I think thanks to object navigation, NVDA could have a superior feature to JAWS' being able to read frames. It would be cool if we were able to specify a screen object, and then tell NVDA what we want it to do with the object: read it whenever content changes, leftclick or rightclick it and probably more. Frames in JAWS only worked if screen resolution didn't change. If the actions were tied to an object and not a frame thus not dependent on its dimensions on the screen, the configuration could work for different people with different screen resolutions.



Am 23.12.2017 um 23:52 schrieb Gene:

You can't label graphics, you can't create frames and there is no adjustment of the screen echo.  There is also no way to skip baqck and forward by line when the screen echo is set to all or when using read to end and have speech continue.  If these abilities were present, as far as I know, that would make NVDA as user configurable as JAWS and Window-eyes.  These are important lacks in NVDA.
----- Original Message -----
Sent: Saturday, December 23, 2017 2:34 PM
Subject: Re: [nvda] I'm dissappointed

This is not correct. NVDA is well adjustable, even much easier than jaws.

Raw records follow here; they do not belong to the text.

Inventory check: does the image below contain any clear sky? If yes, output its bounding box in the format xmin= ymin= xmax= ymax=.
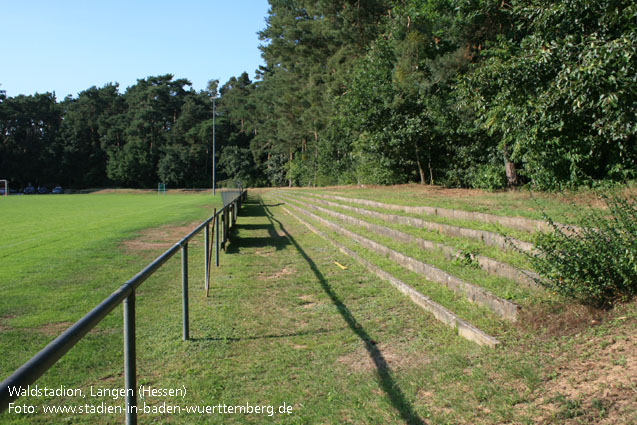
xmin=0 ymin=0 xmax=269 ymax=97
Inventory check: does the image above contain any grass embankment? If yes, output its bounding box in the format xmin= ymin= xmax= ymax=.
xmin=298 ymin=184 xmax=637 ymax=224
xmin=0 ymin=190 xmax=637 ymax=424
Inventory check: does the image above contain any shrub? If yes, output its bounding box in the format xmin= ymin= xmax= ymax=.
xmin=530 ymin=195 xmax=637 ymax=307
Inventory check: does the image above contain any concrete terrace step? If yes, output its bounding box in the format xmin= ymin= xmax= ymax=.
xmin=282 ymin=207 xmax=500 ymax=347
xmin=314 ymin=194 xmax=552 ymax=232
xmin=286 ymin=195 xmax=534 ymax=252
xmin=278 ymin=197 xmax=519 ymax=322
xmin=278 ymin=193 xmax=538 ymax=286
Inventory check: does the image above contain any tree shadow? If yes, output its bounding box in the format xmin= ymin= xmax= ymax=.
xmin=190 ymin=329 xmax=343 ymax=342
xmin=262 ymin=197 xmax=425 ymax=425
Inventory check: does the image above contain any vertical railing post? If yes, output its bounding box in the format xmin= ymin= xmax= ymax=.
xmin=221 ymin=208 xmax=228 ymax=245
xmin=181 ymin=241 xmax=189 ymax=341
xmin=203 ymin=223 xmax=210 ymax=297
xmin=124 ymin=290 xmax=137 ymax=425
xmin=214 ymin=211 xmax=219 ymax=267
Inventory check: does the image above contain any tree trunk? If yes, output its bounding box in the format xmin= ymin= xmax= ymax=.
xmin=414 ymin=142 xmax=426 ymax=185
xmin=502 ymin=145 xmax=518 ymax=189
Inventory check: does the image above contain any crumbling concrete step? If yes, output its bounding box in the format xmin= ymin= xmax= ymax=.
xmin=286 ymin=195 xmax=535 ymax=252
xmin=288 ymin=194 xmax=539 ymax=286
xmin=282 ymin=203 xmax=500 ymax=348
xmin=314 ymin=194 xmax=552 ymax=232
xmin=278 ymin=199 xmax=519 ymax=322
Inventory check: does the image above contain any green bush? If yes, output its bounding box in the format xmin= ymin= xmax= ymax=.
xmin=530 ymin=191 xmax=637 ymax=307
xmin=471 ymin=164 xmax=506 ymax=190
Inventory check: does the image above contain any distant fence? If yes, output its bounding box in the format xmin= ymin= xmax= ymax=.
xmin=0 ymin=190 xmax=247 ymax=425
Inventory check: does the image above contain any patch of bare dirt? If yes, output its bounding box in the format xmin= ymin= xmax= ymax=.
xmin=254 ymin=249 xmax=274 ymax=257
xmin=36 ymin=322 xmax=73 ymax=336
xmin=517 ymin=304 xmax=611 ymax=340
xmin=0 ymin=314 xmax=18 ymax=332
xmin=337 ymin=342 xmax=429 ymax=372
xmin=299 ymin=295 xmax=318 ymax=308
xmin=122 ymin=221 xmax=201 ymax=254
xmin=533 ymin=304 xmax=637 ymax=425
xmin=257 ymin=266 xmax=296 ymax=280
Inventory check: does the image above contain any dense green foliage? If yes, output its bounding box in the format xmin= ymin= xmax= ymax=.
xmin=531 ymin=195 xmax=637 ymax=307
xmin=0 ymin=0 xmax=637 ymax=189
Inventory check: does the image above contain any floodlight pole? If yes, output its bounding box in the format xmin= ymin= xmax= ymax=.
xmin=212 ymin=96 xmax=217 ymax=196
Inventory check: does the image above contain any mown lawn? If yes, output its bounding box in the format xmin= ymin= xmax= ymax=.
xmin=0 ymin=193 xmax=637 ymax=424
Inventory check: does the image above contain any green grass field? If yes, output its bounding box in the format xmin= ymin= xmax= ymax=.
xmin=0 ymin=192 xmax=637 ymax=424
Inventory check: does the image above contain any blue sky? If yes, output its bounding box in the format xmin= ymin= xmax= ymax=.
xmin=0 ymin=0 xmax=268 ymax=100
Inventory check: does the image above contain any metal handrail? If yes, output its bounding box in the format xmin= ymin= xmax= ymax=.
xmin=0 ymin=190 xmax=247 ymax=425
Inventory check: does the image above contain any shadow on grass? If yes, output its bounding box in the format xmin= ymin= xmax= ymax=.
xmin=262 ymin=198 xmax=425 ymax=425
xmin=226 ymin=198 xmax=290 ymax=254
xmin=191 ymin=329 xmax=343 ymax=341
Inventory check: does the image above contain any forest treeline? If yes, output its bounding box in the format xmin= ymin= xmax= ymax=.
xmin=0 ymin=0 xmax=637 ymax=189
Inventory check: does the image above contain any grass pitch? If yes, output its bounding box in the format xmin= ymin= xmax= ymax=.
xmin=0 ymin=193 xmax=637 ymax=424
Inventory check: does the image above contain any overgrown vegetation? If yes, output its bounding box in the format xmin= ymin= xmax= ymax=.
xmin=0 ymin=0 xmax=637 ymax=189
xmin=531 ymin=194 xmax=637 ymax=307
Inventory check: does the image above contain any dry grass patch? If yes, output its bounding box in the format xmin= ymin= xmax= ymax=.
xmin=122 ymin=221 xmax=201 ymax=254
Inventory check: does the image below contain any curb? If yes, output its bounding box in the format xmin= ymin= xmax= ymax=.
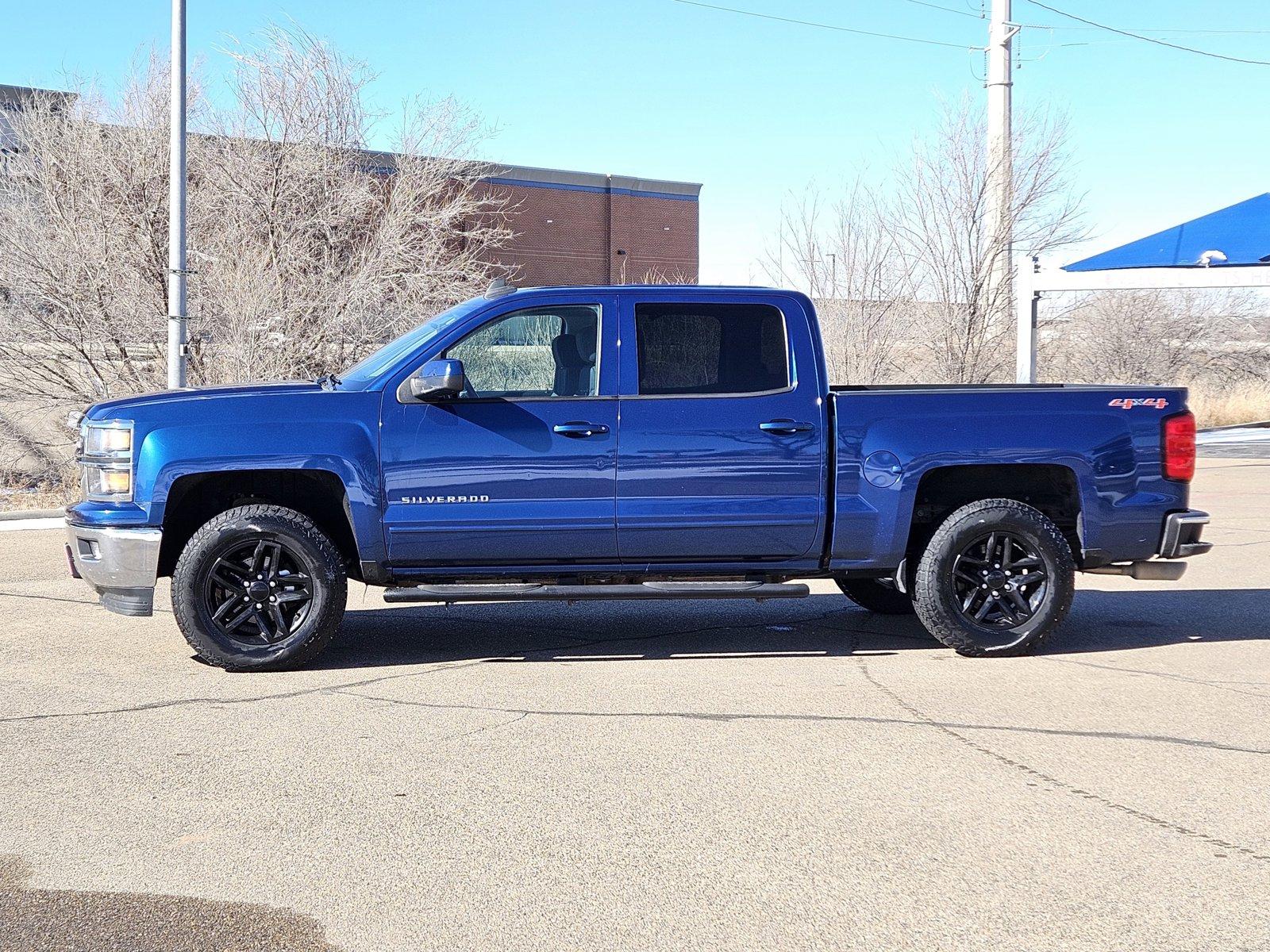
xmin=0 ymin=509 xmax=66 ymax=522
xmin=1200 ymin=420 xmax=1270 ymax=433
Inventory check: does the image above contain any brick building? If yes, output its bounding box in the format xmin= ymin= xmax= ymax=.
xmin=485 ymin=167 xmax=701 ymax=286
xmin=0 ymin=84 xmax=701 ymax=287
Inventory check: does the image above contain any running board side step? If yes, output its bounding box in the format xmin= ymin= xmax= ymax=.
xmin=383 ymin=582 xmax=811 ymax=603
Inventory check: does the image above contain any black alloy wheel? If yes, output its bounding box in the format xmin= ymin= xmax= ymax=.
xmin=203 ymin=536 xmax=313 ymax=645
xmin=171 ymin=505 xmax=348 ymax=671
xmin=952 ymin=531 xmax=1049 ymax=632
xmin=913 ymin=499 xmax=1076 ymax=658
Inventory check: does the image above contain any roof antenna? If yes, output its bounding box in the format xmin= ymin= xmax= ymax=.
xmin=485 ymin=277 xmax=516 ymax=301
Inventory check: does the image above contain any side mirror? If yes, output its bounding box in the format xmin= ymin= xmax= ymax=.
xmin=406 ymin=360 xmax=464 ymax=400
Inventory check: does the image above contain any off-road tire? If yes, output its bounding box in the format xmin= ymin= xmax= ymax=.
xmin=171 ymin=505 xmax=348 ymax=671
xmin=913 ymin=499 xmax=1076 ymax=658
xmin=837 ymin=579 xmax=913 ymax=614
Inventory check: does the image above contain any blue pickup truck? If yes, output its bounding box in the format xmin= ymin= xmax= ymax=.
xmin=66 ymin=286 xmax=1210 ymax=670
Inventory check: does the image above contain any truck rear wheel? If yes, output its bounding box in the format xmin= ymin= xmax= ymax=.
xmin=838 ymin=579 xmax=913 ymax=614
xmin=913 ymin=499 xmax=1076 ymax=658
xmin=171 ymin=505 xmax=348 ymax=671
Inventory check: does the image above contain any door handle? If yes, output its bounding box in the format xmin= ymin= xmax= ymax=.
xmin=758 ymin=420 xmax=815 ymax=436
xmin=551 ymin=420 xmax=608 ymax=438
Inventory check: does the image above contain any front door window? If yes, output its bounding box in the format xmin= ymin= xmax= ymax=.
xmin=444 ymin=305 xmax=599 ymax=400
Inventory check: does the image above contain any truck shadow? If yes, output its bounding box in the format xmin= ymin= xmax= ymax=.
xmin=316 ymin=589 xmax=1270 ymax=669
xmin=0 ymin=854 xmax=338 ymax=952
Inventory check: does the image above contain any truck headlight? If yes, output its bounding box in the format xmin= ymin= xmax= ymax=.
xmin=78 ymin=420 xmax=132 ymax=503
xmin=84 ymin=463 xmax=132 ymax=501
xmin=84 ymin=423 xmax=132 ymax=457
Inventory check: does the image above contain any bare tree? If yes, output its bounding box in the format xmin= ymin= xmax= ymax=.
xmin=1043 ymin=288 xmax=1270 ymax=385
xmin=764 ymin=179 xmax=913 ymax=383
xmin=764 ymin=100 xmax=1083 ymax=383
xmin=894 ymin=99 xmax=1084 ymax=383
xmin=0 ymin=27 xmax=510 ymax=416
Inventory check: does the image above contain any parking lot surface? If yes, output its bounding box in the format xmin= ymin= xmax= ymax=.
xmin=0 ymin=459 xmax=1270 ymax=952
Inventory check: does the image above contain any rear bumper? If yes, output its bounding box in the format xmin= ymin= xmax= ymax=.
xmin=1160 ymin=509 xmax=1213 ymax=559
xmin=66 ymin=520 xmax=163 ymax=616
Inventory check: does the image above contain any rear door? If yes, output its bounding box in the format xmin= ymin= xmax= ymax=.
xmin=381 ymin=298 xmax=618 ymax=567
xmin=618 ymin=297 xmax=828 ymax=563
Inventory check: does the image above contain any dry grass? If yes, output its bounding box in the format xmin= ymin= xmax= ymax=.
xmin=1190 ymin=382 xmax=1270 ymax=429
xmin=0 ymin=474 xmax=80 ymax=512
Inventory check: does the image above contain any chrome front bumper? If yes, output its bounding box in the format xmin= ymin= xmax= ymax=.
xmin=1160 ymin=509 xmax=1213 ymax=559
xmin=66 ymin=519 xmax=163 ymax=616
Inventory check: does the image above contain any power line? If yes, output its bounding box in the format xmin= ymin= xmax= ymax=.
xmin=1027 ymin=0 xmax=1270 ymax=66
xmin=673 ymin=0 xmax=979 ymax=49
xmin=908 ymin=0 xmax=983 ymax=21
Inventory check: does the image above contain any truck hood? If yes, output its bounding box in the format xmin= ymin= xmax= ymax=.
xmin=84 ymin=381 xmax=327 ymax=420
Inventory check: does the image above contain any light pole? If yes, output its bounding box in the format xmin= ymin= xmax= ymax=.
xmin=167 ymin=0 xmax=187 ymax=390
xmin=984 ymin=0 xmax=1018 ymax=327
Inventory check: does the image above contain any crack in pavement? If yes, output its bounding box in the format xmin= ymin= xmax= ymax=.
xmin=1037 ymin=655 xmax=1270 ymax=701
xmin=851 ymin=658 xmax=1270 ymax=863
xmin=0 ymin=609 xmax=880 ymax=724
xmin=334 ymin=689 xmax=1270 ymax=755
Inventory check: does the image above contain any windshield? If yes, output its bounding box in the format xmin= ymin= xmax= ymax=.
xmin=339 ymin=298 xmax=481 ymax=383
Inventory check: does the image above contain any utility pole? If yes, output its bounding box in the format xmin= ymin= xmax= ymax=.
xmin=984 ymin=0 xmax=1018 ymax=332
xmin=167 ymin=0 xmax=187 ymax=390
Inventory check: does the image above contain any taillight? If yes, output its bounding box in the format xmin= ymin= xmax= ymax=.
xmin=1164 ymin=410 xmax=1195 ymax=482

Von meinem iPhone gesendet

Am 23.12.2017 um 03:47 schrieb Gene <gsasner@...>:

You can't do what I could do when I used Pine with a shell account a long time ago.  I didn't need to create any frames or scripts.  All I had to do was set the screen echo of JAWS to all, open a message, and then use the jaws skip line wile reading feature, right shift, to very quickly jump to the start of the message body.  Even if NVDA reads such material when it appears on screen, you either listen to everything or nothing and use the tedious read by line screen review option.  Hardly a convenient or reasonable way to go through thirty e-mails. 
Like it or not, NVDA isn't user definable.  You can't label graphics and you can't create frames.  These are serious deficiencies even if many of us don't need such options.
And you can't set the screen echo to all and then do what I did, as I described.  This may be an important ability for some users.
----- Original Message -----
Sent: Friday, December 22, 2017 7:16 PM
Subject: Re: [nvda] I'm dissappointed


I concur. I  firmly believe that NVDA can do most, if not all, the things more expensive programs can do. With some very rare exceptions. There are still some apps that require jfw with specific scripts to be usable, but as time goes on those apps will dwindle until there are none left. But for 99 percent of people, NVDA can work for them, either alone or in combination with narrator, which has gotten quite good. I don’t really set much store by such presentations, as the few I’ve bothered to listen to gloss over the free options as if they’re not there, are not worth mentioning or aren’t good enough. This applies to NVDA as well as open source operating systems like Linux. I have not listened to the presentation people are talking about, so I don’t want to ruffle any feathers, but as a rule I don’t listen to them. They tend to unilaterally insist that only the paid apps are worth using. Except for the NVDA podcasts. Those are great, although I don’t follow those either. I’m just a user. I use NVDA on a daily basis and have found very little that it can’t do. If it can’t navigate an app by the usual methods, tab, shift tab, arrows, then it can by either touch, if you have a touch screen or object navigation.Even when I was using Linux full time I would keep up with NVDA’s progress, and NVDA is what eventually brought me back to using windows again.


Kendell Clark


Sent from Mail for Windows 10


From: <> on behalf of Don H <lmddh50@...>
Sent: Friday, December 22, 2017 6:18:54 PM
Subject: Re: [nvda] I'm dissappointed
I think that NVDA is just as good or better than any other screen
reader.  I think the issue for businesses is the fact that NVDA is open
source thus in their minds less secure.